Er ist in der Segelfluggrupp
Das Projekt kostete 1,8 Millionen Franken. Ein Drittel konnte aus Eigenmitteln finanziert werden, etwa aus den Einnahmen aus dem laufenden Betrieb. Für zwei Drittel wurde ein Bankkredit aufgenommen. Auf der Suche nach geeigneten Pächtern stiessen die Verantwortlichen des Aero-Clubs rasch auf Ronny Herzig und Janine Held. Herzig, der Koch gelernt hat, hat einen Bezug zur Fliegerszene. Er fliegt in Langenthal Modellflieger und hat eine Kollegin in der Segelfluggruppe, die von Bleienbach aus ihre Flüge unternimmt.
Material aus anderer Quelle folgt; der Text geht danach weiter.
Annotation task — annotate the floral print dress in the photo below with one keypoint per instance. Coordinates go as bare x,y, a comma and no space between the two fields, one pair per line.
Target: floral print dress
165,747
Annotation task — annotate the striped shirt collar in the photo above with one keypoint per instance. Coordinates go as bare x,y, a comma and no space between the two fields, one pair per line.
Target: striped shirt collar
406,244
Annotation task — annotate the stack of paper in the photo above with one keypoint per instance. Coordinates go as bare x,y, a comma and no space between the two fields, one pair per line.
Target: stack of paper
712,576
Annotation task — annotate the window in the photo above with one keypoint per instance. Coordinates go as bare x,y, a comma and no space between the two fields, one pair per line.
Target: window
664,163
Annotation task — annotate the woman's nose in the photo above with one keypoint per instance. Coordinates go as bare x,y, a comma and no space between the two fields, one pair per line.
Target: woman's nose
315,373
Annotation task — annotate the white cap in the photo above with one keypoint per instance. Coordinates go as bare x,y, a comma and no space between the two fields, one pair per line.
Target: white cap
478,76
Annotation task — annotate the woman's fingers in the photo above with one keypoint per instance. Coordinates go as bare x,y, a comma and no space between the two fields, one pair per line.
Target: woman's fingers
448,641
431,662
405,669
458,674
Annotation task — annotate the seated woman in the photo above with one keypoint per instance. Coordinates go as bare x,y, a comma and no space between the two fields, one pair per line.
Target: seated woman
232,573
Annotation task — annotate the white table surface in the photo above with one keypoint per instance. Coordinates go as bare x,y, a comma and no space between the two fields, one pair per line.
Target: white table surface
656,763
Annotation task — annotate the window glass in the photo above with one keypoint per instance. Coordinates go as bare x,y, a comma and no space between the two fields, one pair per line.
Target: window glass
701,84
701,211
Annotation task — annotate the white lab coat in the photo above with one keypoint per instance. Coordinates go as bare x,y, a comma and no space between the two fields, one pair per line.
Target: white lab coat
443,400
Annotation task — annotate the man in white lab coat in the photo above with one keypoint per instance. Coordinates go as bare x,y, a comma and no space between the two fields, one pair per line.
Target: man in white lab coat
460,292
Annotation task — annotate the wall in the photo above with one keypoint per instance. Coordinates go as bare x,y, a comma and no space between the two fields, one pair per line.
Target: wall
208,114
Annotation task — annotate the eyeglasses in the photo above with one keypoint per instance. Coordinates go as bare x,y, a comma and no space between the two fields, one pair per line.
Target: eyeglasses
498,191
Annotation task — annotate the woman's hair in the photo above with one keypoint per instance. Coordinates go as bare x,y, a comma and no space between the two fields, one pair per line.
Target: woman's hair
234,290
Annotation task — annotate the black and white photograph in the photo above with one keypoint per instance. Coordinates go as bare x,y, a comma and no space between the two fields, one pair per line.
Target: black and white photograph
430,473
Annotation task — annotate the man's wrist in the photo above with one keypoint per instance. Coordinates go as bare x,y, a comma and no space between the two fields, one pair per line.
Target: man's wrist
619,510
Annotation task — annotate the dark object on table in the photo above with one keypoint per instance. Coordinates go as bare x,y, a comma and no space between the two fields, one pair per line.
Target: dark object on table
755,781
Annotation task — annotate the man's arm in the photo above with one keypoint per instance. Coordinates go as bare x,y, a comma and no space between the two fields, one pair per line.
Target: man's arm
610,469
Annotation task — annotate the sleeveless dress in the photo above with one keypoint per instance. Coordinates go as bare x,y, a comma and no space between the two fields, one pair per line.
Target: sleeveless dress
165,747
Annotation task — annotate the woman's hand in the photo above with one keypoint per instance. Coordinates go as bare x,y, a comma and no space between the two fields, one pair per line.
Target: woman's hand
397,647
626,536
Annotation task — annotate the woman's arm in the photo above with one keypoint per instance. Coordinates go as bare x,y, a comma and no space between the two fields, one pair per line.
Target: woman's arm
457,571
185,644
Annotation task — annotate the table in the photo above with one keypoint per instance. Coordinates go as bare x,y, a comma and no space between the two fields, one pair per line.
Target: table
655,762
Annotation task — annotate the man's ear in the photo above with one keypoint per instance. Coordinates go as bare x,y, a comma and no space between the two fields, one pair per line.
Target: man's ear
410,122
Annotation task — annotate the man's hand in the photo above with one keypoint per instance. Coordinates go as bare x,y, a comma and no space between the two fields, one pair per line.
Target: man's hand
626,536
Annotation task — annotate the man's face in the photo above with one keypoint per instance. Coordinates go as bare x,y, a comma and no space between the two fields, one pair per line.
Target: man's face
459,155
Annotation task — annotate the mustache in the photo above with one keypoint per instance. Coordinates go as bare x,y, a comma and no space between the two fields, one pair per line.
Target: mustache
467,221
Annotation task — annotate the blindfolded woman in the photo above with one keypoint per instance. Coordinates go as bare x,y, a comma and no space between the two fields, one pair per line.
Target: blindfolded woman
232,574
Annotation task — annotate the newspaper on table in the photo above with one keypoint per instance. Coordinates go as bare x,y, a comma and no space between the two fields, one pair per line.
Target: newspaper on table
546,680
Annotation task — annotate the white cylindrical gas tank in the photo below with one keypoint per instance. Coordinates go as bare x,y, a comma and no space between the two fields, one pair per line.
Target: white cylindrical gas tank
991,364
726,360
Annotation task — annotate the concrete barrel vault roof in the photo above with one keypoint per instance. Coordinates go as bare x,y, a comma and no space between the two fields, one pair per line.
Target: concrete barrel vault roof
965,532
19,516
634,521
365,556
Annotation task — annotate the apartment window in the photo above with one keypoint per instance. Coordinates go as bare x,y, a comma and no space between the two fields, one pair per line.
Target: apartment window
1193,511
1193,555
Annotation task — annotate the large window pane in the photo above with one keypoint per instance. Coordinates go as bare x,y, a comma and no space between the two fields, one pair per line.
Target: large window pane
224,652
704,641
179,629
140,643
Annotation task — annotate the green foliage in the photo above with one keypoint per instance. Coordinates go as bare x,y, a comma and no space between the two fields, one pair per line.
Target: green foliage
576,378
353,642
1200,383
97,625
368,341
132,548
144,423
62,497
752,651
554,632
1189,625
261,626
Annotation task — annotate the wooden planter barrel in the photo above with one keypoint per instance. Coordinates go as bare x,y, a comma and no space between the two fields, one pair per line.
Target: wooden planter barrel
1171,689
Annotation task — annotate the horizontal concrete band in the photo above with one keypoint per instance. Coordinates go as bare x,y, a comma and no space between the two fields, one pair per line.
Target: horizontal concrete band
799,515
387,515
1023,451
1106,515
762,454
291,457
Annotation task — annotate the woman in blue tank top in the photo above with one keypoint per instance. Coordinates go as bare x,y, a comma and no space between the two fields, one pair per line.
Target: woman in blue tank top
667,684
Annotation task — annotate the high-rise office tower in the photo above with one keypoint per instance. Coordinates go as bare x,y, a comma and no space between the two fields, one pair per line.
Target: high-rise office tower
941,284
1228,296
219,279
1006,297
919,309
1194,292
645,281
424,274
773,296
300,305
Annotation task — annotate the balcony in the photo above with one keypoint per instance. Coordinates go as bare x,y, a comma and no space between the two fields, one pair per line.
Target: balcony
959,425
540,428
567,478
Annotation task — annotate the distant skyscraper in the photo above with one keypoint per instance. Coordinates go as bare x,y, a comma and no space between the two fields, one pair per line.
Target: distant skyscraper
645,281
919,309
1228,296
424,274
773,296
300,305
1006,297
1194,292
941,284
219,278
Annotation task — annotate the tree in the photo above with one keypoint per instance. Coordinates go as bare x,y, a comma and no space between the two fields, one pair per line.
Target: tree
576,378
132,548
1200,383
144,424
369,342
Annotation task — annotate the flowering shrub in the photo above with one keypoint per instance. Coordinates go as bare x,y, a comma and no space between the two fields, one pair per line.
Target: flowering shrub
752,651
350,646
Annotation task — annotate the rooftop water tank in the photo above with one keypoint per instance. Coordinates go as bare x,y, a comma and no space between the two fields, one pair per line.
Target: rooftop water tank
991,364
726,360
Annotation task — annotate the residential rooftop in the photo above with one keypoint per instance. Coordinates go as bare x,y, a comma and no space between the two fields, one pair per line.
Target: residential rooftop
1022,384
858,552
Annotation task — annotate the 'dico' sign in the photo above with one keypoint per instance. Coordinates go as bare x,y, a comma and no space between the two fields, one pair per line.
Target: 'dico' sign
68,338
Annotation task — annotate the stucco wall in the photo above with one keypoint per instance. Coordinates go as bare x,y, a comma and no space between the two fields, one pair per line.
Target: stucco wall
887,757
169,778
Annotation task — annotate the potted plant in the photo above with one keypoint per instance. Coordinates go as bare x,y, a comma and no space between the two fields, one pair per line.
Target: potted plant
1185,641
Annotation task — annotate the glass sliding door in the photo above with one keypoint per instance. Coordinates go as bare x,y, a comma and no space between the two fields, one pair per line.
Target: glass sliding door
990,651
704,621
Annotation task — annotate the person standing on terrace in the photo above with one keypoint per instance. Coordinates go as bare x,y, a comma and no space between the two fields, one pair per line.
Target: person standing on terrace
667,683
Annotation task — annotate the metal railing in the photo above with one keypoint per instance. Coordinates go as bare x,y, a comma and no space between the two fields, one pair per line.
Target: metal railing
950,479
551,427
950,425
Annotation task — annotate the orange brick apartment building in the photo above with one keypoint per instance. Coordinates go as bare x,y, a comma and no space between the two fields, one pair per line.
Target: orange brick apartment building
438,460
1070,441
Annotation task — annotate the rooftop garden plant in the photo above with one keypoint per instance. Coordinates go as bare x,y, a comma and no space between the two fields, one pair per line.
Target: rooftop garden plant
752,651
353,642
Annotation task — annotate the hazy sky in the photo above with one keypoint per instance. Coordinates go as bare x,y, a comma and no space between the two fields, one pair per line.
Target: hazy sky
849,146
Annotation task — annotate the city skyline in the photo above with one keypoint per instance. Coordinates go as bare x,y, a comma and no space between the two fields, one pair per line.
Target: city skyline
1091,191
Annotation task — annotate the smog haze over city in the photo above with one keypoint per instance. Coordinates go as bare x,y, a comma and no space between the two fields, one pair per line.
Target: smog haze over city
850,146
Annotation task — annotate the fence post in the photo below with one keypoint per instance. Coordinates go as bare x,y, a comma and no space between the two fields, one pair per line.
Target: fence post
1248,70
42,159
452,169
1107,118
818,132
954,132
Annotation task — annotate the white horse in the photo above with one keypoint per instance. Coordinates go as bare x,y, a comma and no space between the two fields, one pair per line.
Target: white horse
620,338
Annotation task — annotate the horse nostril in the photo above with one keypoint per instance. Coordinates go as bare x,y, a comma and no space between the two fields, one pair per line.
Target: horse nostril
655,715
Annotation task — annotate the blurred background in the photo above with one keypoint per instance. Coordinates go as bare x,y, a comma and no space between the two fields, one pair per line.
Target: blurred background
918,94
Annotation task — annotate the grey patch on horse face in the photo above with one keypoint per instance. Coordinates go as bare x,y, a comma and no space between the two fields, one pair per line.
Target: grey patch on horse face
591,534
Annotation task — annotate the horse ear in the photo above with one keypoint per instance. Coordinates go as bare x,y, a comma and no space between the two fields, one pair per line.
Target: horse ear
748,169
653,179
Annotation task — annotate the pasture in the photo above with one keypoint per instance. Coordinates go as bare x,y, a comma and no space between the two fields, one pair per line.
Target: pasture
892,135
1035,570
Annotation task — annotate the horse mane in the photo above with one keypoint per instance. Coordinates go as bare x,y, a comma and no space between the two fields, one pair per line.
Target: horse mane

Bis Anfang Juli führten die beiden erfolgreich das Restaurant Rank in Aarwangen. «Sie sind initiative junge Leute, die bereits bewiesen haben, dass sie ein Restaurant führen können», sagt Vizepräsident Zumstein. Herzig und Held waren sofort begeistert, als sie von der Möglichkeit erfuhren, auf dem Flugplatz als Wirte tätig werden zu können. «Ja, das wäre etwas», sagte sich Janine Held, die durch ihren Partner zur Gastronomie stiess und ursprünglich Abteilungsleiterin bei einem Grossverteiler war. Der Hangar 5 weise im Vergleich zum Rank in Aarwangen einige Vorteile auf, sagen die beiden. «Die Küche ist grösser, es hat auch mehr Parkplätze», sagt Herzig. Held hat bereits Signale erhalten, dass viele Stammkunden aus Aarwangen nach Bleienbach kommen würden. Dank des Saales ist die Anlage für Anlässe optimal geeignet.
Gutbürgerliche Küche
Herzig und Held freuen sich auf die Eröffnung, auch die Umgebungsarbeiten sollten bis dann erledigt worden sein. Angeboten werden soll gutbürgerliche Schweizer Küche; an den Wochenenden soll das Restaurant durchgehend offen sein. Unter der Woche will das neue Wirtepaar abwarten, wie sich die Nachfrage genau entwickelt.